Un dictionnaire qui passionnera des publics variés, parvenant à faire le point sur des enjeux complexes, tout en suscitant la réflexion.

Quel est le point commun entre Richard Wagner, Dracula et Ken Saro-Wiwa ? Entre les boat people, les ‘feujs’ et les zoos humains ? Et bien il s’agit là de six des plus de 500 entrées du Dictionnaire des racismes, de l'exclusion et des discriminations. Le compositeur tant adulé des nazis est l’auteur d’un pamphlet d’une rare violence sur Le judaïsme dans la musique (1850). Les traits du plus célèbre des vampires témoignent du succès des théories de Cesare Lumbroso (1835-1909), selon lesquelles l’apparence physique explique le caractère des individus (physiognomonie). Quant à Ken Saro-Wiwa (1941-1995), il s’agit d’un écrivain et producteur nigérian, assassiné par le régime de son pays pour avoir dénoncé les complicités de la compagnie pétrolière Shell dans la persécution du peuple Ogoni.
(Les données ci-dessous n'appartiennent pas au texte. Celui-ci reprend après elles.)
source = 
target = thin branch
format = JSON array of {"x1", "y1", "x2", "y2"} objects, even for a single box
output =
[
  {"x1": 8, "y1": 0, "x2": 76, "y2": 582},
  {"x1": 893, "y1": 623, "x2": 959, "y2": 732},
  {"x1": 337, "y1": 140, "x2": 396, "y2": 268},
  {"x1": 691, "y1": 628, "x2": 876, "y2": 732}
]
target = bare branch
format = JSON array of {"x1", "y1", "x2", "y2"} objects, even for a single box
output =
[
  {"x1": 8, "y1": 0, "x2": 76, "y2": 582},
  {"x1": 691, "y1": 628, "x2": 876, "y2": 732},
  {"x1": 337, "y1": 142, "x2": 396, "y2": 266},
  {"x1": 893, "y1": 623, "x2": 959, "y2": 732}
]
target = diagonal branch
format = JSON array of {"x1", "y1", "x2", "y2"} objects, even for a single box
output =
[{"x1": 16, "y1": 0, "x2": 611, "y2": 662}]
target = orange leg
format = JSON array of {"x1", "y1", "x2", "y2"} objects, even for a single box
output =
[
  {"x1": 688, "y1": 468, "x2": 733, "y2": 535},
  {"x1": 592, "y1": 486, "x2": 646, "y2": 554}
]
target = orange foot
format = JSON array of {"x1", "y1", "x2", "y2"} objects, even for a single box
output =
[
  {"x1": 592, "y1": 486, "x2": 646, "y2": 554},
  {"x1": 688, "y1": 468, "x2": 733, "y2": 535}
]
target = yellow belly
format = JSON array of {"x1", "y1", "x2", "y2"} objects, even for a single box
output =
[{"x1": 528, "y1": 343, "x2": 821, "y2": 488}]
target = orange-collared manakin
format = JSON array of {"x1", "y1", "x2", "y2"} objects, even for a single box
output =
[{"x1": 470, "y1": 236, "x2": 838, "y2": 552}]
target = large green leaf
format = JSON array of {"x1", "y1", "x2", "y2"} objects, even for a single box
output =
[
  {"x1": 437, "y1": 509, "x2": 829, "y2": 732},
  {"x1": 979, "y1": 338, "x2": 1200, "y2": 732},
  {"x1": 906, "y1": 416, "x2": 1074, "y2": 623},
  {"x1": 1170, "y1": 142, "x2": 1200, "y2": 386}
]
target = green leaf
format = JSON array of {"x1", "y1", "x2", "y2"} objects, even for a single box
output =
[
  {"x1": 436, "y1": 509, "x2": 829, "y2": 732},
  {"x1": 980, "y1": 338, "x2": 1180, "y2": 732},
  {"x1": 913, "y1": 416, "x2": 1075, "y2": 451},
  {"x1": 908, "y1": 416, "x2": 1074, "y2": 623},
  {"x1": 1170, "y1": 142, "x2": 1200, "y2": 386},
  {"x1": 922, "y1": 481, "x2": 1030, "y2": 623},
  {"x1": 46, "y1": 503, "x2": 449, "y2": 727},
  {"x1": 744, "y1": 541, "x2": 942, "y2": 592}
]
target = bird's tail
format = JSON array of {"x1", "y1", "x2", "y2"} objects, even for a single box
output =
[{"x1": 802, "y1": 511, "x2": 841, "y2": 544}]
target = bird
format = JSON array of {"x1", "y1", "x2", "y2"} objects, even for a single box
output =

Certaines entrées ne sont pas surprenantes (Black Power, Césaire, colonialisme, discriminations sexuelles, Ellis Island, féminisme, gaucher, handiphobie, race, voile...) mais les textes proposés permettent en général de faire le point sur la question, dans un style toujours très accessible. D’autres entrées, par contre, mettent l’esprit en appétit et peuvent être considérées comme des invitations à la découverte (blasphème, folk, musique, Nouveau Testament, restavecs, Tests mentaux de l’armée américaine, West Side Story...).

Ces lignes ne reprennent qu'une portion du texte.